Due to the increased resolution of the level correction gains 137,
the adjusted envelope 139 may have an increased resolution (e.g. a
1 dB resolution).
[0222] FIG. 21b shows an example linear or geometric interpolation
between the quantized previous envelope 135 and the quantized
current envelope 134. The envelopes 135, 134 may be separated into
a mean level part and a shape part of the logarithmic spectrum.
These parts may be interpolated with independent strategies such as
a linear, a geometrical, or a harmonic (parallel resistors)
strategy. As such, different interpolation schemes may be used to
determine the interpolated envelopes 136. The interpolation scheme
used by the decoder 500 typically corresponds to the interpolation
scheme used by the encoder 100, 170.
[0223] The envelope refinement unit 107 of the envelope decoder 503
may be configured to determine an allocation envelope 138 from the
adjusted envelope 139 by quantizing the adjusted envelope 139 (e.g.

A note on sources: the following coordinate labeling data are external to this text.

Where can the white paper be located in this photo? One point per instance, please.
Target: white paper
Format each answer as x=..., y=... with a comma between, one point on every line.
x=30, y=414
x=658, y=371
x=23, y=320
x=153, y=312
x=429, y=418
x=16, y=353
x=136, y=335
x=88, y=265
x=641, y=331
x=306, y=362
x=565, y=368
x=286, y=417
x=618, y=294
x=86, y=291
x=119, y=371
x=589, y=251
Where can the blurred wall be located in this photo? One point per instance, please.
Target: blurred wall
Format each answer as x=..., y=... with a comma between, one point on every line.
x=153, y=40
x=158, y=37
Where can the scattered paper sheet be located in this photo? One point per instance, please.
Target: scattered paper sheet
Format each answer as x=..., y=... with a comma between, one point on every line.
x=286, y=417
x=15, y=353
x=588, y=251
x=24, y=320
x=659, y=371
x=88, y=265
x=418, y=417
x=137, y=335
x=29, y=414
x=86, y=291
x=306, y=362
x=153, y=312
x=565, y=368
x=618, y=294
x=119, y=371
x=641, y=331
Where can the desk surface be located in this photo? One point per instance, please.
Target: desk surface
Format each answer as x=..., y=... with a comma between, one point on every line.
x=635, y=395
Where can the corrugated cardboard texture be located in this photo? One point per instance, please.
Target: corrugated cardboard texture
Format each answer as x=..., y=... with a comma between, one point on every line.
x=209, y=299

into 3 dB steps). The allocation envelope 138 may be used in
conjunction with the allocation control parameter or offset
parameter (comprised within the coefficient data 163) to create a
nominal integer allocation vector used to control the spectral
decoding, i.e. the decoding of the coefficient data 163. In
particular, the nominal integer allocation vector may be used to
determine a quantizer for inverse quantizing the quantization
indices comprised within the coefficient data 163. The allocation
envelope 138 and the nominal integer allocation vector may be
determined in an analogue manner in the encoder 100, 170 and in the
decoder 500.
[0224] FIG. 27 illustrates an example bit allocation process based
on the allocation envelope 138. As outlined above, the allocation
envelope 138 may be quantized according to a pre-determined
resolution (e.g. a 3 dB resolution). Each quantized spectral energy
value of the allocation envelope 138 may be assigned to a
corresponding integer value, wherein adjacent integer values may
represent a difference in spectral energy corresponding to the
pre-determined resolution (e.g. 3 dB difference). The resulting set
of integer numbers may be referred to as an integer allocation
envelope 1004 (referred to as iEnv). The integer allocation
envelope 1004 may be offset by the offset parameter to yield the
nominal integer allocation vector (referred to as iAlloc) which
provides a direct indication of the quantizer to be used to
quantize the coefficient of a particular frequency band 302
(identified by a frequency band index, bandIdx).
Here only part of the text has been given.